La lecture du document de mise en œuvre n’apporte guère plus d’éclairages, si ce n’est de la méthodologie et des engagements à « suivre les progrès de la décarbonation ». Il n’est pas dit explicitement s’il s’agit de mettre en œuvre les technologies vertes à mesure qu’elles sont rendues disponibles à conditions économiques acceptables. Mais quoi qu’il en soit, l’implication reste sur la base d’un volontariat.
Sur la base du volontariat
Outre l'accent mis sur le développement de navires à faibles émissions, d'une infrastructure d’approvisionnement en carburant maritime propre, le projet vise aussi à accroître l'utilisation de l'énergie à terre. Des travaux sont en cours, notamment une analyse de l'offre et de la demande de combustibles, ainsi que l'établissement d'un calendrier pour le déploiement de l'infrastructure.
Les porteurs du projet soutiennent que des chargeurs se sont engagés sur des contrats de transport zéro émission.
Définir le carburant le plus pertinent entre Singapour et Rotterdam
Lors du lancement des corridors verts en 2021, une route Asie-Europe avait été évoquée, un des axes pivots de la ligne régulière qui génère actuellement le plus d'émissions de gaz à effet de serre (GES).
Selon l’étude citée plus haut, sur ce corridor, le méthanol et l'ammoniac vert semblaient plus pertinents avec un avantage de coût pour l’ammoniac à long terme bien que les moteurs à méthanol soient, eux, déjà disponibles.
« Au-delà de l'étude, l'hydrogène est une autre voie d'accès aux carburants alternatifs qui doit être examinée. Des efforts sont en cours pour agréger la demande et l'offre afin de réduire l'écart de coût en vue de l'adoption de carburants durables », explique aujourd’hui la direction du port de Rotterdam.
La ville portuaire a accueilli le 19 septembre des représentants de l’Autorité maritime et portuaire de Singapour (MPA), du port Rotterdam et des 20 partenaires du projet intitulé Green & Digital Shipping Corridor, pour le troisième atelier sur la création du corridor vert entre Rotterdam et Singapour.
Les partenaires ont convenu de réduire de 20 % à 30 % les émissions du transport maritime international d'ici 2030. « Cet objectif doit être atteint grâce au développement et à l'adoption de carburants à émissions nulles ou quasi nulles dans les grands porte-conteneurs [au moins 8 000 EVP, NDLR] déployés sur un itinéraire de 15 000 km, en combinant des mesures d'efficacité opérationnelles et numériques », indique la direction du port néerlandais.
L'équivalent de 35 Mt de CO2
Depuis le lancement du projet, le déploiement d’un panel de carburants a fait l’objet d’une analyse, couvrant la demande et l'offre de carburant, les normes, les procédures de sécurité, le financement et les réglementations.
Aussi, Singapour et Rotterdam sont désormais fixés sur leur état de préparation à rendre possible cette offre (normes de soutage et cadres de sécurité).
Rotterdam a peu de temps.

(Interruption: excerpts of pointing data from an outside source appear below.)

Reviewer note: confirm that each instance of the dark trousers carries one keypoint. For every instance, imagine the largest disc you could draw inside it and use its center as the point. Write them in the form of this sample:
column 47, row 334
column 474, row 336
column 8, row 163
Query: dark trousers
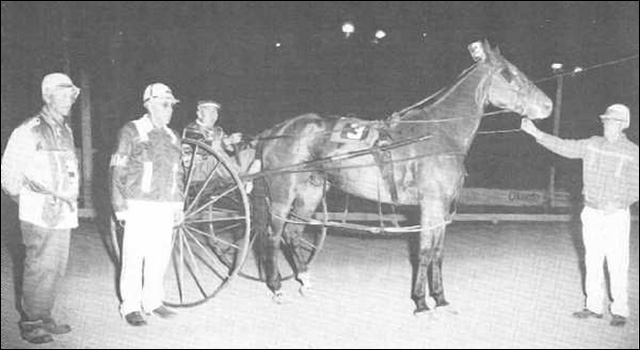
column 46, row 255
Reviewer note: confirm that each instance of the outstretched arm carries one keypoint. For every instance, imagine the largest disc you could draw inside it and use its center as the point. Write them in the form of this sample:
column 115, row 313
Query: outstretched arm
column 567, row 148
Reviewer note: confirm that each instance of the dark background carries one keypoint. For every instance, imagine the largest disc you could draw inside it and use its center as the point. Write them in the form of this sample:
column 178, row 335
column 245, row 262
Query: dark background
column 227, row 51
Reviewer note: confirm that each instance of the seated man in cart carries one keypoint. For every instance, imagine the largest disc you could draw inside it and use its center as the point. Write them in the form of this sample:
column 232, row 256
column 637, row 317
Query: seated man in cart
column 205, row 130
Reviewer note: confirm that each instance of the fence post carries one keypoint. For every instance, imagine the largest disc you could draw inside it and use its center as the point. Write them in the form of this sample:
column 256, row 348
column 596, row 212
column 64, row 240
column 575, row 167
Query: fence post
column 557, row 69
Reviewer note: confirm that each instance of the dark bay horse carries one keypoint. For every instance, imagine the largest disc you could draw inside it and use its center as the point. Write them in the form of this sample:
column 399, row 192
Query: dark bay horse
column 428, row 171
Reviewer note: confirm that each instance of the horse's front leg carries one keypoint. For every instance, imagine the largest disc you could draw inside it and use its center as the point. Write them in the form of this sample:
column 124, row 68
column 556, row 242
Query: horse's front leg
column 429, row 264
column 272, row 271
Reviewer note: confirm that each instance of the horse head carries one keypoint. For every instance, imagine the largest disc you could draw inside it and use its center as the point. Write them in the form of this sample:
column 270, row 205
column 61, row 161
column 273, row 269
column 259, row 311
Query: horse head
column 507, row 87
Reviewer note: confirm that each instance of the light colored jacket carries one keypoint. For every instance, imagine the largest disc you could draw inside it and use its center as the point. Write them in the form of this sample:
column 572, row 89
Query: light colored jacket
column 41, row 151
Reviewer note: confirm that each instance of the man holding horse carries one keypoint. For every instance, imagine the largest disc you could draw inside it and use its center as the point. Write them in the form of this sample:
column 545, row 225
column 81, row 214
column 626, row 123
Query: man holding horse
column 610, row 175
column 147, row 194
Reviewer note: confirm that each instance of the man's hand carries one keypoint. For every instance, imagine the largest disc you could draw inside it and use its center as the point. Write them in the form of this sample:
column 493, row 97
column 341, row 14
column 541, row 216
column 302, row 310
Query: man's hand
column 234, row 138
column 121, row 215
column 530, row 128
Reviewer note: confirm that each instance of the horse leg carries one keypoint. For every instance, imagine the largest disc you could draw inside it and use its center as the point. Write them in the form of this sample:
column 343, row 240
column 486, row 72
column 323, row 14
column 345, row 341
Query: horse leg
column 431, row 242
column 436, row 288
column 280, row 207
column 305, row 205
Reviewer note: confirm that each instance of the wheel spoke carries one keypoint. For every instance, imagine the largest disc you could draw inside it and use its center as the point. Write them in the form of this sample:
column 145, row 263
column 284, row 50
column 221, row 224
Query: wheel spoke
column 204, row 221
column 213, row 236
column 204, row 185
column 195, row 268
column 213, row 200
column 206, row 251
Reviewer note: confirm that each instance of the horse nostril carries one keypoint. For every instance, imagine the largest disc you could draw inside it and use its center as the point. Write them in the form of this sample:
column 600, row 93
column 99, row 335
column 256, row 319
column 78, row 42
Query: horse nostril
column 549, row 105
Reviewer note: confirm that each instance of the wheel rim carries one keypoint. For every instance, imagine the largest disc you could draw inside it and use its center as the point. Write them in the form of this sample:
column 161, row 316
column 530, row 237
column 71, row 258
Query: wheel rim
column 211, row 244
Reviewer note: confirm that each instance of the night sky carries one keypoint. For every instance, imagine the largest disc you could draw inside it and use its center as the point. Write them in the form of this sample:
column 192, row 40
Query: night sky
column 268, row 61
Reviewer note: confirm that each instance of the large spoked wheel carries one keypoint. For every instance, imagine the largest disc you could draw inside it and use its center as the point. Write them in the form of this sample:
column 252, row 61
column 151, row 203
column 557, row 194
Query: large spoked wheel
column 212, row 242
column 311, row 242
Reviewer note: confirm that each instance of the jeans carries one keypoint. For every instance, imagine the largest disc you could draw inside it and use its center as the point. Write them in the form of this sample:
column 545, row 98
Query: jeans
column 46, row 256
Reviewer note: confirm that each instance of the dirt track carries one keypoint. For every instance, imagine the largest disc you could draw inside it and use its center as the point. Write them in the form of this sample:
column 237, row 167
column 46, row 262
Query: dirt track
column 514, row 285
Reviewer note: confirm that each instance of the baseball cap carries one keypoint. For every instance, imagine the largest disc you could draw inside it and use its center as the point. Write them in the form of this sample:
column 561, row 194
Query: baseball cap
column 158, row 91
column 209, row 103
column 54, row 81
column 617, row 112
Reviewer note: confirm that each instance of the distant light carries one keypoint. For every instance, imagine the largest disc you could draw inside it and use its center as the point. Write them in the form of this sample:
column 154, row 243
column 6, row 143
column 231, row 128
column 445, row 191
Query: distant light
column 348, row 28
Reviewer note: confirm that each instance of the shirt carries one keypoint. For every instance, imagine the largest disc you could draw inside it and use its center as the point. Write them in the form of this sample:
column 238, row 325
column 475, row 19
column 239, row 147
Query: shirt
column 41, row 150
column 610, row 169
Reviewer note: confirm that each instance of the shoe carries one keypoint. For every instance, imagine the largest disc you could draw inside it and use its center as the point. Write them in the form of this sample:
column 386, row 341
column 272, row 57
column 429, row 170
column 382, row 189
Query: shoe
column 52, row 327
column 618, row 321
column 135, row 319
column 34, row 332
column 164, row 312
column 586, row 313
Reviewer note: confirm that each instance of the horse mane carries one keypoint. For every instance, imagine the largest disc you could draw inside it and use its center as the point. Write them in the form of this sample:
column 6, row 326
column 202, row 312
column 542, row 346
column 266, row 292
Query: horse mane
column 439, row 101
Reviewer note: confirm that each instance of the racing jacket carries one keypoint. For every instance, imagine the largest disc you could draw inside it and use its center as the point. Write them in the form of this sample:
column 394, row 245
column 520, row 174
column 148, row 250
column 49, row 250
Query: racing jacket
column 146, row 166
column 39, row 167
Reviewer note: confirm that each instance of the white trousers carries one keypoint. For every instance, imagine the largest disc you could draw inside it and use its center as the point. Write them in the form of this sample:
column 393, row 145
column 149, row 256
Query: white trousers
column 145, row 255
column 606, row 237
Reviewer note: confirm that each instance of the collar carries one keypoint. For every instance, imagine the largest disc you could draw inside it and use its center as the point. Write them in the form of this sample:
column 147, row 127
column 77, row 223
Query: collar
column 205, row 127
column 52, row 117
column 146, row 125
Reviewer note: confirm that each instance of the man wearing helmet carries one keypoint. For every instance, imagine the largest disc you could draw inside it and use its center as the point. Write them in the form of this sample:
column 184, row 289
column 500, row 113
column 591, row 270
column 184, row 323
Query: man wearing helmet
column 40, row 172
column 147, row 194
column 610, row 175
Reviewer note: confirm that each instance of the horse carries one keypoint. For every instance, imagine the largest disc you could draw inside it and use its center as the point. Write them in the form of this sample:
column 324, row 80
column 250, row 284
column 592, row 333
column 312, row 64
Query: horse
column 424, row 168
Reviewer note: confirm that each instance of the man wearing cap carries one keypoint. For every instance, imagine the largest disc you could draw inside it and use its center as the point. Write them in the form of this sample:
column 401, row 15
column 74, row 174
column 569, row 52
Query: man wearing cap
column 610, row 175
column 204, row 129
column 147, row 195
column 40, row 173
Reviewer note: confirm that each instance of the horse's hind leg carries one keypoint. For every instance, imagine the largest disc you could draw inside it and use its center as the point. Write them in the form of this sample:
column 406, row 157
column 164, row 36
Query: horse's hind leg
column 308, row 196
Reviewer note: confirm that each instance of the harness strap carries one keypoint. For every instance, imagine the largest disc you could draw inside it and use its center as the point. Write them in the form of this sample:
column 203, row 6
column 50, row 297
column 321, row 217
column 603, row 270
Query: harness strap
column 384, row 161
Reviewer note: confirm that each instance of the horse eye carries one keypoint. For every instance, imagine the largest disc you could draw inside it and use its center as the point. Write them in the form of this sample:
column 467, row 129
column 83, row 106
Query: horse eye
column 507, row 74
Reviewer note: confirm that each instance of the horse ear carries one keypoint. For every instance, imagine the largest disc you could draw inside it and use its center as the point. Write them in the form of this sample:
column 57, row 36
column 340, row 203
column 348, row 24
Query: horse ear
column 477, row 51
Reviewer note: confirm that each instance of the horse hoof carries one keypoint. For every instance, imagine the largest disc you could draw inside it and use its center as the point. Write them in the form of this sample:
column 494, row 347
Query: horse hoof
column 280, row 298
column 423, row 312
column 306, row 291
column 447, row 309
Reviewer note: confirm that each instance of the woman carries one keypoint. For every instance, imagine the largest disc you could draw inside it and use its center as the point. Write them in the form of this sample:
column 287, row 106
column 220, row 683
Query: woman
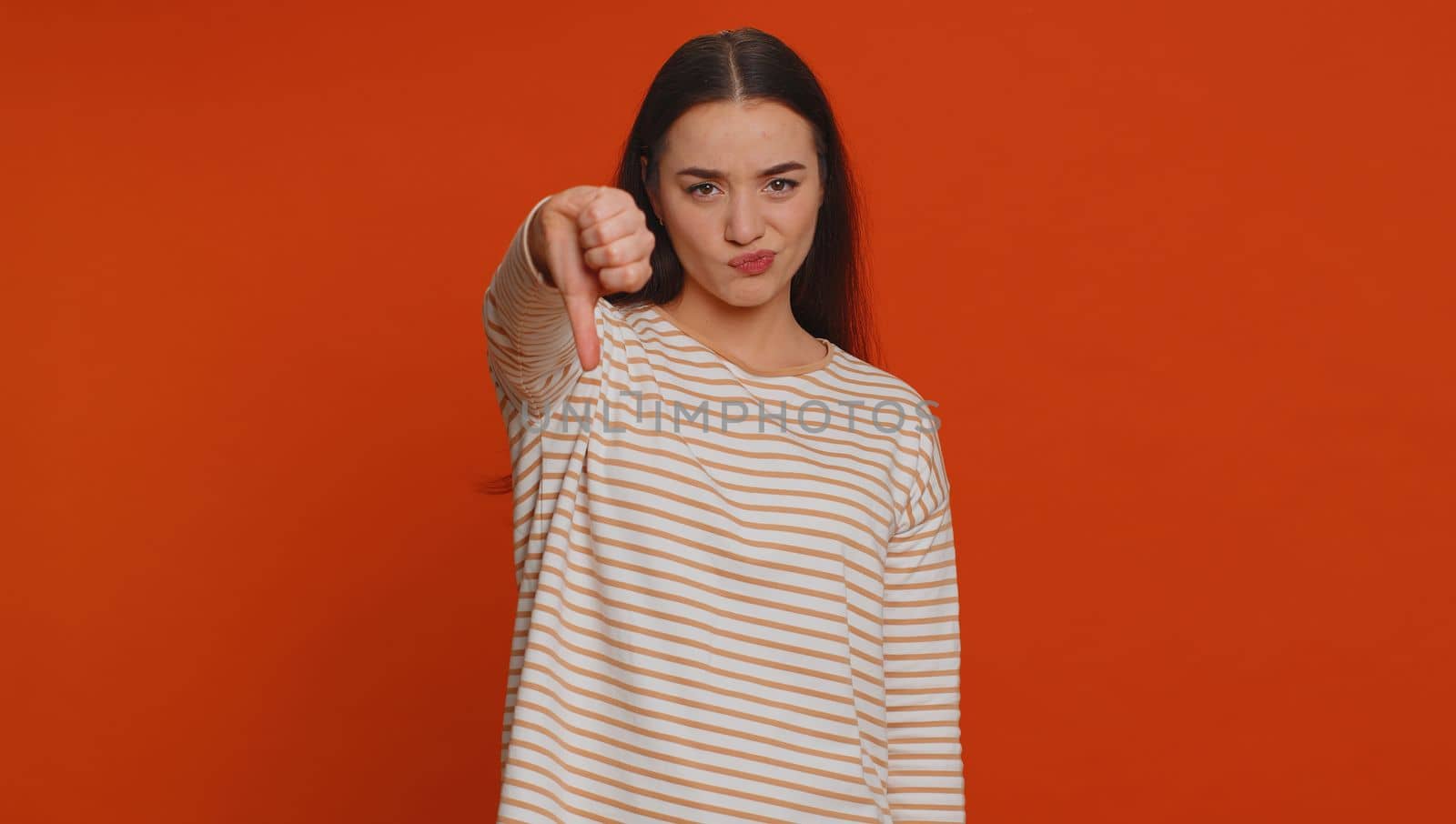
column 733, row 533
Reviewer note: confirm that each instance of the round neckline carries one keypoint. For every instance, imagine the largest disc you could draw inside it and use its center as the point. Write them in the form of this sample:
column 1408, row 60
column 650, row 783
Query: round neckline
column 698, row 335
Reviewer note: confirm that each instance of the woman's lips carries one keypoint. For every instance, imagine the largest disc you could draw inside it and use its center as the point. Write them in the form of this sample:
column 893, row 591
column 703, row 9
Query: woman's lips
column 753, row 264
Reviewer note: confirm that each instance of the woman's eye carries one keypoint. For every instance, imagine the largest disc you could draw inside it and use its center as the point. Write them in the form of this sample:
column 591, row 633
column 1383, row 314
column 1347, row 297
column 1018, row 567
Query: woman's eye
column 788, row 186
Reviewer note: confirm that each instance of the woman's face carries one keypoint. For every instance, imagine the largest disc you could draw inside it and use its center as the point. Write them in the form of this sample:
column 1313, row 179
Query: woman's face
column 739, row 178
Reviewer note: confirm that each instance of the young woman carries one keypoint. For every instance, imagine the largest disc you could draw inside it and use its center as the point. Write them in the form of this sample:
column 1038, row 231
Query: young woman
column 733, row 533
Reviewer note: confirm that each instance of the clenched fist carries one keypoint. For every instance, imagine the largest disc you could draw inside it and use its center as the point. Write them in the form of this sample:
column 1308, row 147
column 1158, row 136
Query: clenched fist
column 589, row 242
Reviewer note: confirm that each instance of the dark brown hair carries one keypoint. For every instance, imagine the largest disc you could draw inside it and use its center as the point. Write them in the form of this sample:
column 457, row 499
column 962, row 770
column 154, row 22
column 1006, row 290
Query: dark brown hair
column 829, row 293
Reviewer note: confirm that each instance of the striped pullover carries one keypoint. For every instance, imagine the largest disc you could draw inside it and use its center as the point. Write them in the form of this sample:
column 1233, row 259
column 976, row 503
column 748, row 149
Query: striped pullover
column 737, row 593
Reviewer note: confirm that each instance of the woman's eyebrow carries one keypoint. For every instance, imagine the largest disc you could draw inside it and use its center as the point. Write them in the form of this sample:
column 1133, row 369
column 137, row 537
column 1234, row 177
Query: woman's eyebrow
column 779, row 169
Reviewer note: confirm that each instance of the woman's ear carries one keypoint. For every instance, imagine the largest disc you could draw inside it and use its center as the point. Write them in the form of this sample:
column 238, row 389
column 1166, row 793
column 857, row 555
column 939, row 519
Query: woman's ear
column 652, row 196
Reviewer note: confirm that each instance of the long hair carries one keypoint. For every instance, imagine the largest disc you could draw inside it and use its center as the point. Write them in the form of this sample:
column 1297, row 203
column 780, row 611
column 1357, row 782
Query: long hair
column 829, row 293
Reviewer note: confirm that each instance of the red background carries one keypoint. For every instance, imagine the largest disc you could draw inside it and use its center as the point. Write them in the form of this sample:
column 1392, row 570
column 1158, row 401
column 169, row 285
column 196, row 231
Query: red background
column 1179, row 280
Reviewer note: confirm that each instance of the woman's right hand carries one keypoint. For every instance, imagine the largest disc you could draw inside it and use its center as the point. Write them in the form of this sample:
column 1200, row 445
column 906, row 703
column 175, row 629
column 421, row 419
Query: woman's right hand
column 593, row 240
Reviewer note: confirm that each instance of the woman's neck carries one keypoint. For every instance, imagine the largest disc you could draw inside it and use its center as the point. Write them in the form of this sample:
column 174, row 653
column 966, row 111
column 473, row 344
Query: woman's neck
column 764, row 335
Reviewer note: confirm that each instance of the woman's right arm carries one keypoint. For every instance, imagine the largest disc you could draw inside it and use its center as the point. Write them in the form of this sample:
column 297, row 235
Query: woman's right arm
column 543, row 305
column 531, row 344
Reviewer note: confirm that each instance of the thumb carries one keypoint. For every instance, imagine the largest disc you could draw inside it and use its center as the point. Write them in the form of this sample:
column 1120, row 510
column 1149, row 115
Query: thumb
column 581, row 312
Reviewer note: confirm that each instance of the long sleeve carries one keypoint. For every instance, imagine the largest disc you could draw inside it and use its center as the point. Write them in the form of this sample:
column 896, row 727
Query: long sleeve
column 922, row 651
column 531, row 348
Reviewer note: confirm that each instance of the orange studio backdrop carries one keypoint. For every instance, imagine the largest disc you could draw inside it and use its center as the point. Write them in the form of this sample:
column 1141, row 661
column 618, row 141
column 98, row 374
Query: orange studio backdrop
column 1179, row 280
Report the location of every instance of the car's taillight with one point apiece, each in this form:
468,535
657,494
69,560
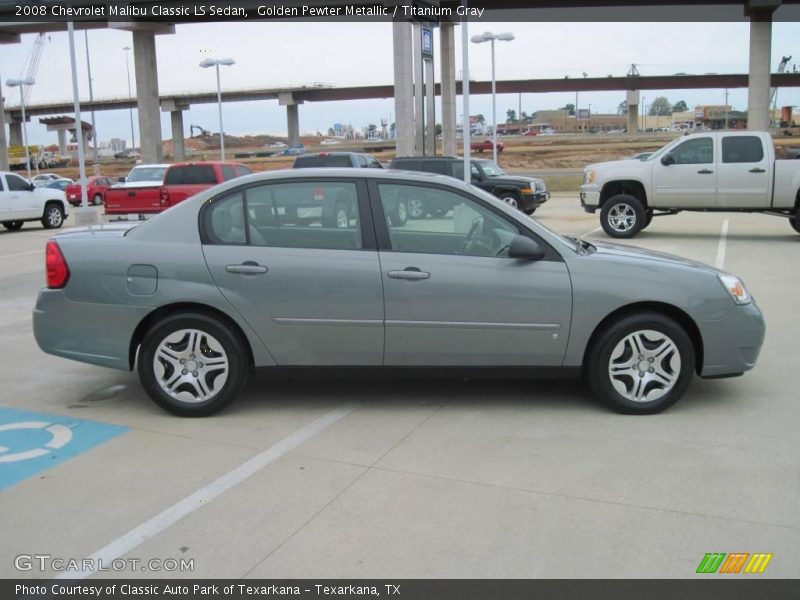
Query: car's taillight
57,269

Maersk va mettre en service au troisième trimestre 2023 son premier porte-conteneurs au méthanol, un feeder intra-européen. L'avitaillement a déjà été testé.
Pour rappel, en 2019, année neutre (hors effet pandémie), alors que 24 MEVP avaient été transportés entre Asie et Europe, les 365 navires qui y opéraient avaient généré l'équivalent de 35 Mt de CO2.